«Мерцающая эстетика» — термин, который я ввожу и оборот для литературного исследования и самоисследования. Это конструктивный принцип преодоления распространенного в новейшей словесности представления о ней самой как сумме формальных ходов (в результате чего суггестивная литература разоблачается как сокрытие ее глобальной условности). С другой стороны, «мерцающая эстетика» отрицает претензии традиционной эстетики XIX века на право жизнеподобного отражения реального мира. Эти претензии тем более иллюзорны, что представления о реальности часто сводятся к самым поверхностным, в частности, социально окрашенным понятиям о ней (не допускающим ни метафизического уровня тайны, ни демонического уровня хаоса).
По сути дела, «мерцающая эстетика» не что иное, как форма выживания литературы в современном культурном контексте. Изношенность литературных приемов, индивидуальных стилей, словесных конструкций ставит под сомнение любые попытки спонтанного сочинительства. Идея «мерцающей эстетики» спасительно подложна в такой же степени, в какой подложен большой желтый шар, который заменяет утятам их убитую на болоте мать. Они плавают вокруг него в счастливом неведении своего сиротства. Надувная мачеха дает им ощущение «психической» стабильности, но остается шаром, то есть сознательным обманом.
Смысл метафоры заключается в том, что читатель ждет от литературы суггестивного эффекта, который заложен в ее природе и является возбудителем читательской рецепции. Вместе с тем этот эффект разоблачен, то есть фактически убит, по причине обнажения литературных приемов в системе, например, авангардистской эстетики. «Мерцающая эстетика» как антиавангардистская и антитрадиционная доктрина выдает шар за утку и утку за шар, точно зная, что шар не утка. Живой утки больше не будет, но шар-симулякр в меру своих имитационных возможностей обеспечивает жизнедеятельность литературы. Ревнители реалистических формообразований могут быть опечалены подобной махинацией, однако от их сожалений мало толку. Они судят со стороны и не видят главного.

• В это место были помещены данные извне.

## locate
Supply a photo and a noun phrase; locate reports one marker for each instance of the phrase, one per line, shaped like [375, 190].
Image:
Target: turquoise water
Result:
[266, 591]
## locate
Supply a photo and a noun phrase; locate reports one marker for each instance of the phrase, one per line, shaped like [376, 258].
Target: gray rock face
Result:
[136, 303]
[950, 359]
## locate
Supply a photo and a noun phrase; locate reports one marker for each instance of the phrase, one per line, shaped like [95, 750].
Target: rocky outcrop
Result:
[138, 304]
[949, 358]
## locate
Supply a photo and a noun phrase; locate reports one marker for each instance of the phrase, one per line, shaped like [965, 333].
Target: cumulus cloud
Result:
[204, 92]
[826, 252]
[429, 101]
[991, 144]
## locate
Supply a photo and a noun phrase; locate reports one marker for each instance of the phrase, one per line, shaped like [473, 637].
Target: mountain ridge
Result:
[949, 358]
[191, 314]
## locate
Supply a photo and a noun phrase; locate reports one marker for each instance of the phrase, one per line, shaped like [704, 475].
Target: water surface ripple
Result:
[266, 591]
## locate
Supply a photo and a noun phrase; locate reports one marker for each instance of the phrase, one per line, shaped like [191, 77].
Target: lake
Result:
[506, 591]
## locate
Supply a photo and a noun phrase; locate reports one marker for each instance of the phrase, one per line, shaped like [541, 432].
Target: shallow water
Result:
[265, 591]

Писатель новейшего времени ищет продолжения литературы в сочетании ясного осмысления ее игровой основы и эмоционального воздействия на читателя. В этом отношении «игра в трагедию» и «трагедия игры» у Бориса Виана приобретают актуальное значение.
Игровой момент в «Пене дней» обусловлен не только стилистическими, но и словесными играми. Обилие каламбуров, неологизмов, буквальное толкование идиоматических выражений придают роману «несерьезный» характер. То же самое можно сказать об игровом, фантастическом вещном мире «Пены дней», который теснее связан с человеческими эмоциями, нежели в традиционной прозе. Когда Хлоя заболевает, квартира, в которой живут молодожены, начинает уменьшаться, скукоживаться. Говорящая мышка — элемент поэтики мультфильма, — не выдержав страданий Колена, кончает самоубийством.
Такой нежности мира противостоит жестокость человеческого поведения, причем жестоки бывают не только полицейские, но и сами герои. Правда, здесь как раз лучше всего видно расщепление «игры в трагедию» на игру и трагедию.
Узнав об обмороке Хлои, Колен убивает ленивого служителя катка, который не торопится открыть ему кабинку:
«Тогда он, озверев, с размаху нанес ему удар коньком в подбородок, и голова служителя, оторвавшись, угодила прямо в воздухозаборное отверстие вентиляционной системы, обслуживающей холодильную установку».
Эти подробности относительно места, куда залетела оторванная голова, смешат французского читателя, но оставляют в недоумении русского, которому видится не забавный баскетбол, а кровь и ужас насилия.
Здесь обнаруживается разница, кстати сказать, совершенно не исследованная в литературоведении, между пределом юмористического в русской и французской литературных традициях. Русский роман абсолютно не выносит унижения, а тем более уничтожения человеческого тела и личности. Превращение человеческого лица в предмет насмешки считается нарушением гуманистического кодекса и морально осуждается. Только в четко маркированном сатирическом направлении допускается «редукция» человека с назидательной целью, его превращение в «мертвую душу», по отношению к которой все позволено. Человек в русском романе не должен быть объектом, в этом моральный пафос всей литературы о «маленьком человеке». Во французской литературе человек гораздо легче уподобляется манекену. Его можно шутя убить, как три мушкетера шутя расправляются со своими противниками. В русской традиции убийство никогда не принимает шуточного характера. [19] За исключением фольклора (см. эссе «Морфологии русского народного секса», стр.251).
Оторванная голова конферансье в «Мастере и Маргарите» скорее отрезвляет развеселившегося читателя, чем поощряет его смех.